American Hellenic Educational Progressive Association
the symbol of AHEPA
The last reaction against Greeks by KKK was in 1970 during the electorial campaigns. Robert Shelton turned against the Greek descended vice president Spyro Agnew(Spyros Anagnostopoulos)  and despite that Agnew's mother was American and he himself was a Protestant ,Shelton characterized him as a malevolent Greek who is coming to give false promises in order to gain votes.However this was a weak attack from a weak organization which was only a shadow of what it used to be.
Spyro Agnew

source: magazine ιστορικά θέματα
translation made by me

3 comments:

Mark said...

Very interesting and informative post.
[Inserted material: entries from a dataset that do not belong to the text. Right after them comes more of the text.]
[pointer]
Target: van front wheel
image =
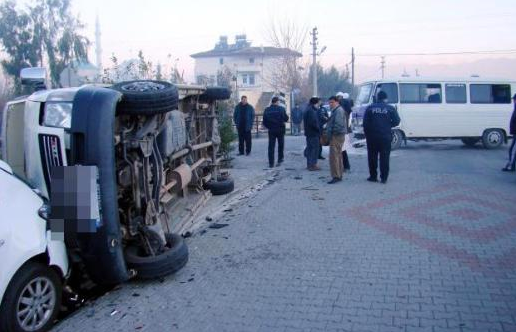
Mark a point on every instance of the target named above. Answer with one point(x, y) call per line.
point(470, 141)
point(493, 138)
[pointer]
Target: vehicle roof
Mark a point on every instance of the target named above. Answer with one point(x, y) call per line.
point(67, 94)
point(4, 166)
point(429, 79)
point(64, 94)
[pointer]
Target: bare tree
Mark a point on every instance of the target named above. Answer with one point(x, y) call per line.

Thanks for broadening my horizons:)

Anonymous said...

AHEPA was not founded to protect Greek Americans from the Ku Klux Klan. It was, in fact, founded by klansmen Carl F. Hutcheson, Jesse O. Wood, and Walter A. Sims, with the cooperation of George A. Poulos (Nikopoulos) who was also active in the "imperial court" of the Klan in Atlanta. Hutcheson and Wood were the editors of The Searchlight, the Klan's official periodical. Sims was the Klan's candidate for Atlanta mayor. Poulos worked with them defending the K.K.K. when it came under attack by investigative reports in The New York World, which led to investigations and charges by the U.S. Congress, the U.S. Justice Department and the U.S. Post Office Department. Hutcheson gave AHEPA its name, and drafted its charter, constitution, oaths and rituals. The goal was to promote "pure and undefiled Americanism," a reference to the Klan's pursuit of "100% Americanism." At the first supreme convention, Wood instructed AHEPA to ban the use of the Greek language at meetings and to approve a resolution calling for a ban of Greek newspapers! AHEPA then opposed Greek parochial schools. Its constitution excluded Blacks, Catholics, Jews, and women. So based on these, how did AHEPA get established to oppose the Klan? That myth of origin is an outright lie! Why is Hutcheson not celebrated as THE founder of AHEPA? Because his KKK affiliation is AHEPA's dirty little secret. You can't hide facts nowadays, so it's time to come clean.

Anonymous said...

Ahepa insists it was founded to defend Greeks from the K.K.K., but it never names a single Greek American it defended against the Klan. There are no newspaper reports of Ahepa's coming to the rescue because no such occurrence ever happened. On the other hand, a Greek American family persecuted by the Ku Klux Klan in 1936 faced an Ahepa that sided with the Klan, calling on the family to "return to Greece where you came from!" The Leoles family of Atlanta consisted of parents who were naturalized citizens and proud to be Americans. Their 11-year-old daughter, Dorothy, was born in the U.S. When she refused to salute the flag at school on the ground it would violate her religion, Dorothy was expelled from school. The Klan then picketed her father's hat-cleaning store and drove him out of business. Ahepa joined echoed the Klan's demands that the Leoles family "go back to Greece." The case was the first flag-salute case to reach the U.S. Supreme Court, which ultimately found the First Amendment free exercise clause guarantees that right. Ahepa was on the wrong side of history, but today's Supreme Lodge lies about that history! Ahepa lies and continues to exclude non-Christians and women from full membership. This discrimination is a vestige from Carl Hutcheson's days, when the Klansman drafted Ahepa's constitution and excluded Blacks and Catholics, in addition to women and Jews. The shadow of the Klan still haunts Ahepa!